Giappone, crisi globale

Con gli Usa in stagnazione ed il mercato azionario in crisi, con la Germania in difficoltà gran parte della stampa si ostina ancora a considerare la crisi nipponica come un fenomeno locale. Il tutto dopo due decenni di miliardi di parole sulla globalizzazione. Appena sabato scorso Le Monde imputava le cause dello stallo giapponese alla corruzione, alla assenza di trasparenza della finanza e via ideologizzando.
Come mai non viene mai sottolineato che i mercati ove la trasparenza è semplicemente inesistente sono quelli dei prodotti derivati in cui le istituzioni americane fanno la parte da leone? Inoltre per ciò che riguarda la cosiddetta corruzione o rapporti preferenziali è utile osservare che il governo Usa ha deciso di conferire alla Lockeed il contratto per il rinnovo dei sistemi di controllo dell’intero traffico aereo nazionale senza bandire un appalto pubblico. Tutto legale, ovviamente, come del tutto casuale è il fatto che il segretario (ministro) ai trasporti sia Norman Mineta già vice presidente della Lockeed (“Lockeed Favored for Major Contract “, International Herald Tribune, 7 marzo). La crisi del Giappone deve essere invece vista come un aspetto della crisi economica mondiale che dura da circa un quarto di secolo.
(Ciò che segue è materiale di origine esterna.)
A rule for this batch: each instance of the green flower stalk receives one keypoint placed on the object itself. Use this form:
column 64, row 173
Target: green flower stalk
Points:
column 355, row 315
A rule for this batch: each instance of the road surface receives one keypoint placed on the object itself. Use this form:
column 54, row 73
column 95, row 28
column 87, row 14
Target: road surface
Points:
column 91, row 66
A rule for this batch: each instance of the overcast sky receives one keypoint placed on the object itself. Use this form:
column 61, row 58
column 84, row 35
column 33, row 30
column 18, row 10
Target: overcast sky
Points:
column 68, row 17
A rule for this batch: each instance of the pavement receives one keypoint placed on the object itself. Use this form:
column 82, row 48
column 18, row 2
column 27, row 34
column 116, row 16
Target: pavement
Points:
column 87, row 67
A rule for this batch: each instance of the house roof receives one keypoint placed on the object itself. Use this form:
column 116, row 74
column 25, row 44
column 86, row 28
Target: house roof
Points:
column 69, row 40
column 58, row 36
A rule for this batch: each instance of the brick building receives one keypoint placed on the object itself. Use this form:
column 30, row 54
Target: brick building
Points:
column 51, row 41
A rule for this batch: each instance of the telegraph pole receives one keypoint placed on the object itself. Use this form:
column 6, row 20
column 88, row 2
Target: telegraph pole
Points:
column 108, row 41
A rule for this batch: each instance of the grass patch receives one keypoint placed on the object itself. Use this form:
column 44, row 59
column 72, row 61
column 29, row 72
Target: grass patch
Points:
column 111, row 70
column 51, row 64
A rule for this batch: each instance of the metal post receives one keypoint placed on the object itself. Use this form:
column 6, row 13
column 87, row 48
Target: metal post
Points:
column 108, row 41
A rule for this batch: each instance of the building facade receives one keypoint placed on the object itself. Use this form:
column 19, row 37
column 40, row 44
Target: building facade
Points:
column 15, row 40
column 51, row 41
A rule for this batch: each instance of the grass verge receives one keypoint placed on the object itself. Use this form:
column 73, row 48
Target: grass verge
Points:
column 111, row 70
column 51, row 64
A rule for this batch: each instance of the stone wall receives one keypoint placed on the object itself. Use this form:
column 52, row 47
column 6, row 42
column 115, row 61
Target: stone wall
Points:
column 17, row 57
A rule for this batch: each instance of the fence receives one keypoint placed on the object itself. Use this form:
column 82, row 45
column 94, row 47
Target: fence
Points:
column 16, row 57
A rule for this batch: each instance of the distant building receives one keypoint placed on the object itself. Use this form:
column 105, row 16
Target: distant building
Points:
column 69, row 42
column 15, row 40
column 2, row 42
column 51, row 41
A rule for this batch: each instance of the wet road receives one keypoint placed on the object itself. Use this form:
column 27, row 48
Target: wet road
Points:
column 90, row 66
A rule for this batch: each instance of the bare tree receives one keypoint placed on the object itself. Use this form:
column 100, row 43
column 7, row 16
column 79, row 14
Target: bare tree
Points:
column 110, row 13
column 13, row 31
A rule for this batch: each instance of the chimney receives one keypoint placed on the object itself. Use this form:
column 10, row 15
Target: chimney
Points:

Se la crescita mondiale degli ultimi quattro decenni viene suddivisa in due periodi si noterà che il periodo 1980-1999 esprime una dinamica nettamente inferiore a quello del 1960-1979 sebbene il boom asiatico sia continuato fino alla metà dello scorso decennio.
Strutturalmente il Giappone già entrò in serie difficoltà con la svalutazione del dollaro nel 1971-72 visto che poco dopo il suo tasso di crescita crollò dal 9% al 3,5%. Tokyo affrontò la crisi mantenendo alto il tasso degli investimenti sia per ristrutturare sia per sviluppare gli investimenti diretti in Asia. Tuttavia il fatto che la crescita fosse scesa ad un terzo del livello precedente mentre gli investimenti calavano di poco rispetto ai valori del precedente decennio, significava che il paese accumulava grandi quantità di capacità produttiva non utilizzata. In ogni altro paese capitalista la disoccupazione palese sarebbe subito salita alle stelle. In Giappone non è stato così per via dell’esistenza di un mercato del lavoro secondario che funge da regolatore nonchè per via della ossessione della stabilità dei rapporti gerarchici e quindi della sottostante base sociale.
Rammentare l’origine della crisi nipponica serve a sottolinearne la dimensione internazionale. E’ lecito vedere il Giappone come la cartina di tornasole delle situazione economica mondiale proprie perchè è stato il paese che ha maggiormente beneficiato della trentennale espansione post bellica. E’ stato anche il paese che ha tratto i maggiori profitti dalla crescita asiatica; iniziata massicciamente grazie alla guerra americana nel Vietnam. Nel corso degli anni la dinamica asiatica ha in una certa misura agito da contrappeso alla stagnante dinamica interna causata dalla fine dell’espansione mondiale. Una volta rottosi l’incantesimo asiatico a Tokyo non restava che la crescita Usa, che ora non c’è più. Tuttavia, date le enormi capacità produttive accumulate dal Giappone, l’espansione americana non poteva assolutamente compensare la stagnazione interna. In altre parole a partire dall’inizio del decennio scorso le esportazioni incidono in modo sempre più debole sulla dinamica interna e non arrestano la vittoria della stagnazione. Nei fatti i livelli di capacità inutilizzata devono ormai essere talmente elevati da spengere ogni dinamica proveniente dalle sostanziali trasformazioni tecnologiche che pur continuano a caratterizzare le industrie nipponiche. Analogamente, la forte spesa pubblica, senza la quale la crisi sarebbe stata ben peggiore, non ha molte possibilità di risollevare le sorti dell’economia perchè tende ad essere concentrata in settori particolari. In questo contesto, oltre che ad improbabili strategie di redistribuzione interna, la condizione – ma non la garanzia – per una ripresa reale, potrebbe risiedere in un coordinamento regionale incentrato sui rapporti cino-nipponici. Ma gli Usa sono disposti ad attizzare il fuoco pur di impedirlo.